MS diagnosed since October 3, 1982
MS onset circa 1977
Proud to be MED FREE!
Eternally blessed and eternally optimistic!<><
Hi! My mom too has MS, and has been diagnosed for 11 years now. I completely feel your sense of helplessness and need for answers. I am 30 years old now and was just out of high school when she was diagnosed. Her symptoms back then were minor...especially in comparison to her condition now...She has always been a very independent and creative woman. She has also been my best friend my whole life, and it seems as thought things have changed these days, drastically.
She started out on copaxone as soon as the doctors saw lesions on her brain. They seemed to act on everything pretty quickly and I think once they started her on the shots, she and my dad didn't think that they needed to do much else for this illness. Being older now and looking back on things, like her neuro that she started out, she recevied very poor treatment for this illness in the beginning. I started going with her to her doctors appointments when she could no longer walk...that was back in 2005...I rolled her into her doctors office and his jaw hit the floor! He was asking her why she was in a wheelchair, and she said I came to ask you that! Well, ever since then our family has gone through a roller coaster of emotions...especially my dad and I. I was so lost at one point, not knowing what we are supposed to do for her because she couldn't take care of herself anymore. It took my dad and I both to give her showers...and things like that made her depressed, which made things even harder to deal with. She had a baclofen pump put in at one point...when she had the pump put in, it was like she didn't have MS anymore, her legs weren't contracted anymore and she was receiving physical therapy in hopes to walk again. We were all so hopeful, but then she developed MRSA, the pump had to be removed and we were back to square one-leg pains and contracted all over again. My dad and I have spent the last 6 years taking care of my mom...having to leave work when she has fallen, or leaving work when she simply hasn't answered the phone when we call because we don't know if she has fallen or not...she has had 2 additional hospital stays due to infections in her body that we have had to take time off from work for...

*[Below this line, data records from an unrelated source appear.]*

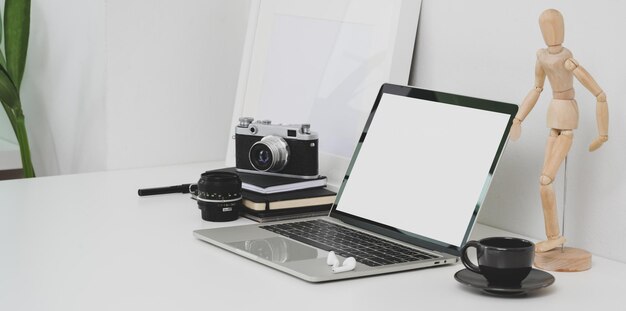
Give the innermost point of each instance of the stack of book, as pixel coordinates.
(272, 198)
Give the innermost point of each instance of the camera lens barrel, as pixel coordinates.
(270, 154)
(219, 196)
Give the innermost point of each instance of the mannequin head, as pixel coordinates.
(552, 27)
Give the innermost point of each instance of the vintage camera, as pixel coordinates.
(276, 149)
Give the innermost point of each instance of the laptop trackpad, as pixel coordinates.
(278, 249)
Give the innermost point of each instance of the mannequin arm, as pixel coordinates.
(602, 109)
(529, 102)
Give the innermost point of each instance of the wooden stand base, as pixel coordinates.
(567, 260)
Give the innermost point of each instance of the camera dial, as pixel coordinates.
(270, 154)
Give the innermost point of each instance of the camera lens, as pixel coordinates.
(271, 153)
(219, 196)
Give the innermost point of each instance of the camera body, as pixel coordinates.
(276, 149)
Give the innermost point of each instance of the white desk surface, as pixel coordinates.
(88, 242)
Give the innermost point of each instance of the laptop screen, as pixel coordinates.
(423, 165)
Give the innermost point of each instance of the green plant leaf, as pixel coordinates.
(9, 95)
(16, 31)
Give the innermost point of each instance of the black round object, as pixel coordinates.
(270, 154)
(261, 157)
(536, 279)
(219, 196)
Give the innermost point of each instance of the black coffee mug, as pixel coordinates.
(501, 260)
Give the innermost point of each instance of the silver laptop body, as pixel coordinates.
(418, 177)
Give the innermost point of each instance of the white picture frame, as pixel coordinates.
(322, 62)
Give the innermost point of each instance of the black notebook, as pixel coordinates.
(267, 184)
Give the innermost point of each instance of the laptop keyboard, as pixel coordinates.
(346, 242)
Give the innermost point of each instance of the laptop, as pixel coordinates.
(410, 196)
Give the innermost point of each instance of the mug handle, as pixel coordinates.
(466, 262)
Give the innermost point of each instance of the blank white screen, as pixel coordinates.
(423, 166)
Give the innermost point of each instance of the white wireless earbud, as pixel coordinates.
(348, 265)
(332, 259)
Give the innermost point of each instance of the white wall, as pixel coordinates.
(113, 84)
(486, 49)
(171, 79)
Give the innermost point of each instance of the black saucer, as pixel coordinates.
(536, 279)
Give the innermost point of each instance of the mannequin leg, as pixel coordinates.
(555, 155)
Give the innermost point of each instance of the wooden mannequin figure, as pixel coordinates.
(556, 63)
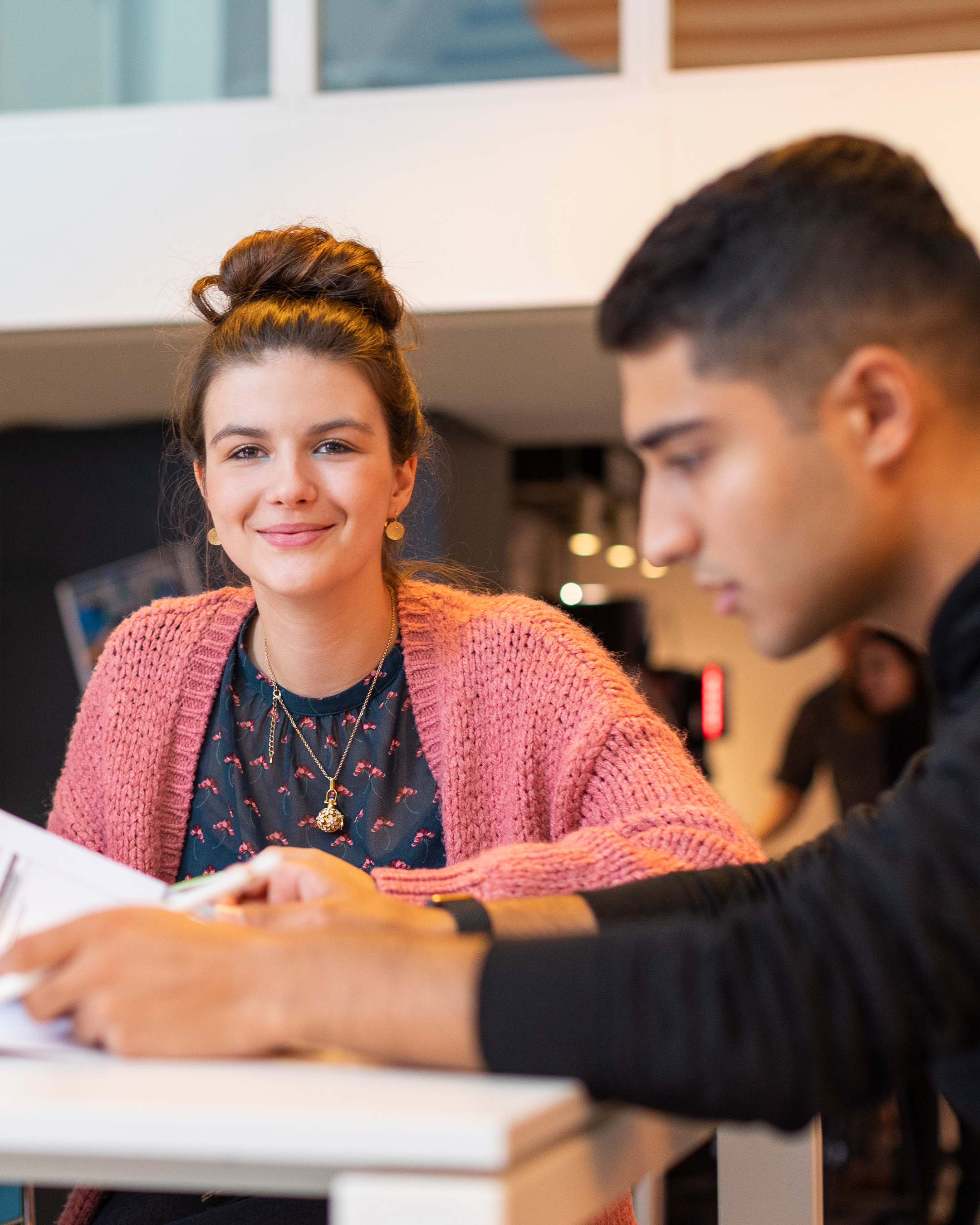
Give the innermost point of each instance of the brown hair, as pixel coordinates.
(300, 288)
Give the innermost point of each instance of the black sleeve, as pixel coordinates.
(803, 753)
(676, 893)
(852, 961)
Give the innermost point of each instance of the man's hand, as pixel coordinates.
(146, 982)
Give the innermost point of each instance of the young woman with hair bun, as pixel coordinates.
(414, 738)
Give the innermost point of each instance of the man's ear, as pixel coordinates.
(877, 395)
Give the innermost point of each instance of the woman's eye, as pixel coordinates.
(686, 461)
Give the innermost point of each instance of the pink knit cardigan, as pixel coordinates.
(555, 774)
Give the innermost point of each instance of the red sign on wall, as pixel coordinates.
(712, 702)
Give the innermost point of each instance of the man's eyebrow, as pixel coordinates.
(664, 434)
(251, 431)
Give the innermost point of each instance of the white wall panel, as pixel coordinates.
(480, 198)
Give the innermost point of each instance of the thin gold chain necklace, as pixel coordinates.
(330, 818)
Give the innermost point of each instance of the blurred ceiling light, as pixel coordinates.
(585, 544)
(620, 557)
(571, 593)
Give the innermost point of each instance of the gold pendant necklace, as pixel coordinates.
(330, 818)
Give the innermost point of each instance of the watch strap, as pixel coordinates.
(470, 914)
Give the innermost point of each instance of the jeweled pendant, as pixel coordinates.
(330, 818)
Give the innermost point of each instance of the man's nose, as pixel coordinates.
(667, 541)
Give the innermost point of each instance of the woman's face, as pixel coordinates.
(885, 679)
(298, 475)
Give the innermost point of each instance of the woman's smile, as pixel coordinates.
(294, 536)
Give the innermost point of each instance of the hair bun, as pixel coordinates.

I got married when I was 24 and there were many times in my marriage, that I put my mom first...I was there for everything. I went to her house everyday and helped with things like showers, cleaning, cooking, laundry, and anything else that she could no longer do. I did this for about 4 years, and I let it interfere with living my own life. I put a number of things on hold and stayed sad all the time about my mom's condition. I too cried myself to sleep a lot of nights...I wanted to be at the house with her to make sure she was okay, but knew I couldn't because I had a family that I needed to care for. This did cause problems between my husband and I because he didn't understand the disease and how it could affect someone that doesn't actually have the disease in their system. He and I eventually parted ways and I have an amazing husband now, who gives me so much support when it comes to my mom. We have a 6 and a half month old baby girl now who lights up our lives, as well as my mom's. There is so much more to my story about my mom-all of the hard times that we have gone through because of this disease, and ups and downs of everything...just when we think we have a handle on things, something else comes up.
She is now on Tysabri (which I think has stopped working for her), and has a wonderful neurologist, and we have Hospice care-who are AMAZING people! I would suggest you looking into this for your mom as it has helped my dad and I tremendously. I could go on for days talking to you about this, so please feel free to ask anything...we are hoping to find out what else we could do for mom at her next appt with her doctor since we don't think the Tysabri is working anymore...my dad wanted to talk about the pill your mom is on, but it's all just so scary. Like I said, I can go on for days about all of this...but just hang in there and remember that you can only do as much as you can. It's not easy to see our parents go through this...it's a horrible feeling of helplessness.